The whole process become a much more agile and less of a linear traditional vfx pipeline as a result of the new approaches the team worked out.
For every shot there was a NUKE comp template set up. This got Atomic Fiction’s compositors 70% of the way on how much of the mouth or face to use, but it was still up to the compositors to determine if they used the folds at the sides of the mouth or how much of an actor’s eyebrows would be included. “They needed to determine how much de-aging we included?” comments Baillie. ” How much spec do we bring back on top from the CG render to plasticized the actor ? Every single shot needed custom love to make sure that we were retaining the soul of the actor, which is really what Bob (Zemeckis) kept going back to: ‘I don’t feel the soul of Steven this shot or I don’t feel the soul of Leslie Mann in this shot‘. And then the team at Atomic Fiction would have to go back and figure out why that was”. The solution was rarely the same between any two shots.

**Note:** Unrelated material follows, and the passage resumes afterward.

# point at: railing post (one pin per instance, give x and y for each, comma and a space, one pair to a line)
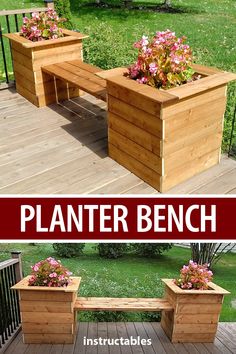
49, 3
18, 266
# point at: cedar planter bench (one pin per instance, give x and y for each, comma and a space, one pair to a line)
79, 75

Sometimes, it was pulling more facial features in and sometimes less. Other times it was “a three degree tracking mismatch on the angle of the head or the key light was swung a little too far around. All those things would completely break the illusion”. For Baillie and his team the biggest surprise in compositing was how sensitive this methodology was to lighting. “If we didn’t match what the lighting was on the MoCap stage exactly, it would just break the likeness completely”. Which was why the detailed ‘Production Viz’ or real time game version of the film, emulating the set, sky and area lights, was so critical to the process.

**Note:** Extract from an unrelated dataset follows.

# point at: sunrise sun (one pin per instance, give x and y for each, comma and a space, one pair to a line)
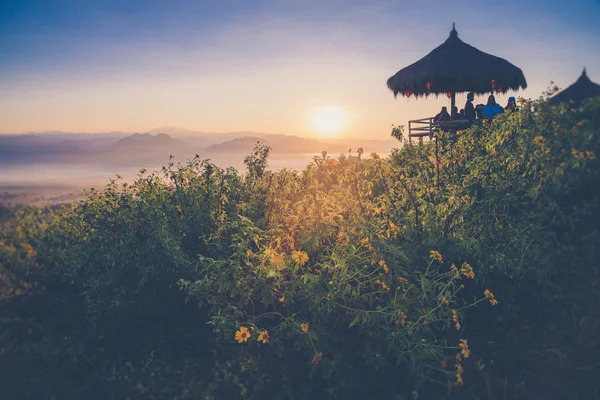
327, 121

The complex nature of the compositing in bringing the whole process together was pivotal. The compositing was all done in NUKE and the lighting and rendering in KATANA. The comp team played an enormous role not only with the characters and the camera blocking but also in managing the focus plane for the shots. In combination with PIXAR’s RenderMan R&D team, the team at Atomic Fiction managed to work out a way to have a variable focus plane, or ‘focus curtain’, that allowed the compositors to keep the characters faces in focus in a way a traditional camera would not allow. Much like a real world diopter, (on steroids), the Marwen cameras can adjust the focus point across the frame.
The digital character work in Marwen is innovative, impressive and advances CG facial retargeting in ways that will no doubt influence future projects over the coming years.
Note: Atomic Fiction is now a part of Method Studios.